Recently I have been working on a number of client Drupal installations. Although at first I was not particularly interested in learning Drupal I did appreciate that it is a very popular CMS and that learning the ropes would be no bad thing.
However, the more I work with Drupal the more I begin to realise that the one key weakness Drupal has is managing content. It manages user access, roles and privileges very well and affords considerable site configuration with a vast library of plugins, but I still struggle with Drupal's approach to actually managing content.
So what is 'content'? I would consider 'content' to be the raw text, images and other multimedia artifacts aside from any styling, presentation or usage concerns. Personally I would consider the number one priority of any CMS to be the ability to 'isolate' content from how it might be used. How might content be used? Displayed on a webpage, emailed, downloaded, played or sent to external systems).
An inspection of a typical Drupal installation will often reveal that the way content is stored is far from isolated and is often mashed together with both html and css markup - maybe this is the result of inexperienced developers, but maybe it is also the job of a CMS to ensure this can not happen.
Are content management systems new? Actually, isn't a word processor a simple form of CMS? Modern word processors allow us to create and manage content seperately from the presentation and styling - or rather, there exists mechanisms to manage formatting and styling seperately from the content.
...taking the previous point further - aren't html, css, php and apache already the perfect (ish) ingredients for creating and managing isloated, re-usable and re-purposable content?
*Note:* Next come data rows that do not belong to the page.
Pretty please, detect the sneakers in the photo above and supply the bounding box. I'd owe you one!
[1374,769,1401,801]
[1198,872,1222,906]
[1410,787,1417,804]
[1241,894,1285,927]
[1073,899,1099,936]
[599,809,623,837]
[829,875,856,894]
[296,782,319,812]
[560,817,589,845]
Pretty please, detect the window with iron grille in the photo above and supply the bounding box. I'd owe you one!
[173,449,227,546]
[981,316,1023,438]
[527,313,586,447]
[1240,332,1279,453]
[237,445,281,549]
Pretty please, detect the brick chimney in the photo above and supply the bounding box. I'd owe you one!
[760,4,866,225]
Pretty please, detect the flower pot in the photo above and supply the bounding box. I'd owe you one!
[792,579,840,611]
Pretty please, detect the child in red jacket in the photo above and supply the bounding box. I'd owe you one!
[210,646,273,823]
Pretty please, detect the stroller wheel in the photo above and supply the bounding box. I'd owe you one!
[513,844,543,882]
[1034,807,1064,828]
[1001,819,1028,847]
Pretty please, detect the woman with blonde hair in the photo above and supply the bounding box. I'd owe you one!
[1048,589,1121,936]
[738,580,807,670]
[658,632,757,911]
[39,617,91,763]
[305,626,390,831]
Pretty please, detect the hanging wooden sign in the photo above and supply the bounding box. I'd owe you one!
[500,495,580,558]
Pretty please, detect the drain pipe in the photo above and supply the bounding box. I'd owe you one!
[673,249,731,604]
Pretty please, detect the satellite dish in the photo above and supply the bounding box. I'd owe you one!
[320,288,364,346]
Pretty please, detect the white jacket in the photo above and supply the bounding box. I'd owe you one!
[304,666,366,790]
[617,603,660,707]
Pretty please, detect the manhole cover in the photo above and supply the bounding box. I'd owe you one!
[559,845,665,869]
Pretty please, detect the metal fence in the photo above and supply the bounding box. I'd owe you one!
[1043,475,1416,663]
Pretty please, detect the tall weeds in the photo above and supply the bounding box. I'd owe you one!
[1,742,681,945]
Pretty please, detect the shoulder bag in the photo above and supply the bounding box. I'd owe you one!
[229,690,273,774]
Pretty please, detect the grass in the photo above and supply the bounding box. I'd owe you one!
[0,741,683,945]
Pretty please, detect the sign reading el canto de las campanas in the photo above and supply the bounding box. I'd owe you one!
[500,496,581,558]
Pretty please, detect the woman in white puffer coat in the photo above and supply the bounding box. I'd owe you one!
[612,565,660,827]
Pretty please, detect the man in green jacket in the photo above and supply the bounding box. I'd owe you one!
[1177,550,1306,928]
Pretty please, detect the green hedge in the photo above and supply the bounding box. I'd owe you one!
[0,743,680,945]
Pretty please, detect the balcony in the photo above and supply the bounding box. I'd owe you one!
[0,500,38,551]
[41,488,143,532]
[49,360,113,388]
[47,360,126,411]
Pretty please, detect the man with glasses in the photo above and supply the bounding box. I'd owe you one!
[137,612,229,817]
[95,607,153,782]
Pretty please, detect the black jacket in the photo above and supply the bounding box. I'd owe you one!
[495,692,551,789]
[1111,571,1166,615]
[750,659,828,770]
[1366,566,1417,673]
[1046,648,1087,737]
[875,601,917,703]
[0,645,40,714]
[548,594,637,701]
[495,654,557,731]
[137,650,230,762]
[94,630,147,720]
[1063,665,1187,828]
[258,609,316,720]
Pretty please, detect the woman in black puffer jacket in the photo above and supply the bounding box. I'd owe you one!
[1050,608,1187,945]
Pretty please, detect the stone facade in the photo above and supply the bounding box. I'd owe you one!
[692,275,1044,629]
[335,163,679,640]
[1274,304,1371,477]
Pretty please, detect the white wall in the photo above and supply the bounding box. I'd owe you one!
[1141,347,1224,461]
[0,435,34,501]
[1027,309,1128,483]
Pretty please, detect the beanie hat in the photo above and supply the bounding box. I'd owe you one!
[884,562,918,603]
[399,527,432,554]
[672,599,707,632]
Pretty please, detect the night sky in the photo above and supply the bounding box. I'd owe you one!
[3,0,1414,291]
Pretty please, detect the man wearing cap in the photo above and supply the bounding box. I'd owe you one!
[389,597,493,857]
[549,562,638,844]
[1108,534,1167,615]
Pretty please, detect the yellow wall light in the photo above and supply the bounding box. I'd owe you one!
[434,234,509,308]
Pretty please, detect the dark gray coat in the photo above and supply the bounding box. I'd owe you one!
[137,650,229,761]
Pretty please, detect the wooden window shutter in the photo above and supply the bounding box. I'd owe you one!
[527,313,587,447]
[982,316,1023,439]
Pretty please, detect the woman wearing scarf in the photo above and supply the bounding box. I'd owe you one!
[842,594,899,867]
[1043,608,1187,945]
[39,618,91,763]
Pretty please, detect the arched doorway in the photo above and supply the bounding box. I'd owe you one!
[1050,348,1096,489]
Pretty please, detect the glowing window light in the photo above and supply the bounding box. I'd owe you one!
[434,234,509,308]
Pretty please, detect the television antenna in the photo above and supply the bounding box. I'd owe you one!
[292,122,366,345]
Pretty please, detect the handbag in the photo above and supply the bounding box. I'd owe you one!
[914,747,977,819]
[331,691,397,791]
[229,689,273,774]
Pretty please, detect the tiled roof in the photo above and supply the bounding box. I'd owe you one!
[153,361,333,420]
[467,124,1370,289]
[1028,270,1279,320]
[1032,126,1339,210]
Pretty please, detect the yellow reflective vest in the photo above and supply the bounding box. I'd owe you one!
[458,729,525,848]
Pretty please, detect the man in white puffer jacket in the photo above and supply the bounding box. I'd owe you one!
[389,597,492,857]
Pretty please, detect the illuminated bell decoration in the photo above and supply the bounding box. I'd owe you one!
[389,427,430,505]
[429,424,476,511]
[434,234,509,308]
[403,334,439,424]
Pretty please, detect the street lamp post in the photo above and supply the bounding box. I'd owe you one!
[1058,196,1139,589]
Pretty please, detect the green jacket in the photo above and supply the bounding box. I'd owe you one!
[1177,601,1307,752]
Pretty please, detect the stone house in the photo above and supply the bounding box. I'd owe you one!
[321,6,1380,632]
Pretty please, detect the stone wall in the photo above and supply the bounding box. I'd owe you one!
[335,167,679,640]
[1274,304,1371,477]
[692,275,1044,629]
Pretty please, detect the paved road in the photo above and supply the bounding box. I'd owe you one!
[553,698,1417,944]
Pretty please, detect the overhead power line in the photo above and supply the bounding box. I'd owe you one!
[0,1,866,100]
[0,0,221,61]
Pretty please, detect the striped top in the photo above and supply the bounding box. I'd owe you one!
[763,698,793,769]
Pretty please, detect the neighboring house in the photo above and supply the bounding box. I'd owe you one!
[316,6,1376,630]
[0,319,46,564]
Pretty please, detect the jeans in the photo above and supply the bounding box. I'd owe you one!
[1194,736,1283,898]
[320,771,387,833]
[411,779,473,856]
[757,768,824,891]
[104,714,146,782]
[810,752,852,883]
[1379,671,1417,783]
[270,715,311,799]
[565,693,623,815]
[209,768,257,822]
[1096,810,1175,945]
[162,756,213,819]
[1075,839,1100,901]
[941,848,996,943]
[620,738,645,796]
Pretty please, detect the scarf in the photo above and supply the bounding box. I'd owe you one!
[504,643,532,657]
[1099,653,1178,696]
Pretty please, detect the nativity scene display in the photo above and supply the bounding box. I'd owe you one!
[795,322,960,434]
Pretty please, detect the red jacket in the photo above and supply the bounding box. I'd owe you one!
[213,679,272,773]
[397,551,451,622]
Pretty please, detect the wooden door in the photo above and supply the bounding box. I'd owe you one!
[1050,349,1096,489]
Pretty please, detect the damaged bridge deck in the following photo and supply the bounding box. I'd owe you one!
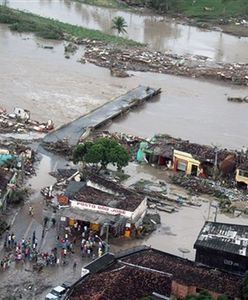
[43,85,160,145]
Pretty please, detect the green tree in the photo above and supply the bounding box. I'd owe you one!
[73,141,93,164]
[112,16,128,35]
[109,144,130,170]
[242,271,248,300]
[217,295,229,300]
[185,290,213,300]
[73,137,130,171]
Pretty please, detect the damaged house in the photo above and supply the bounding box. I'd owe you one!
[65,246,242,300]
[0,167,16,210]
[142,135,236,178]
[59,174,147,238]
[236,161,248,189]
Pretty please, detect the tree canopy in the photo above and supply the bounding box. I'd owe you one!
[185,290,228,300]
[112,16,128,34]
[73,137,130,170]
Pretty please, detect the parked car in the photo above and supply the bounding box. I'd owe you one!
[45,292,59,300]
[61,281,72,290]
[45,285,66,300]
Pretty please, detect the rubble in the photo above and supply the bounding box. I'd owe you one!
[227,96,248,103]
[0,107,54,134]
[170,174,248,202]
[141,212,161,234]
[110,67,129,78]
[42,139,73,156]
[77,43,248,86]
[88,130,143,161]
[0,139,36,177]
[64,42,78,54]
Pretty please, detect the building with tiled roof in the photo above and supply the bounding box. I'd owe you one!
[65,246,242,300]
Maybe I've missed the point to Drupal, but (analogy warning) it feels a bit like asking the car building robots to build other car building robots to build cars instead of just building the cars themselves.
In conclusion, I think it would be a really great improvement to Drupal (and other similar CMS's) to store 'content' in one database, 'content presentation' (website configuration and structure) in another database and the core CMS system somewhere else.
Having a seperated storage strategy would make data and system migration, data management and development processes about a thousand times easier.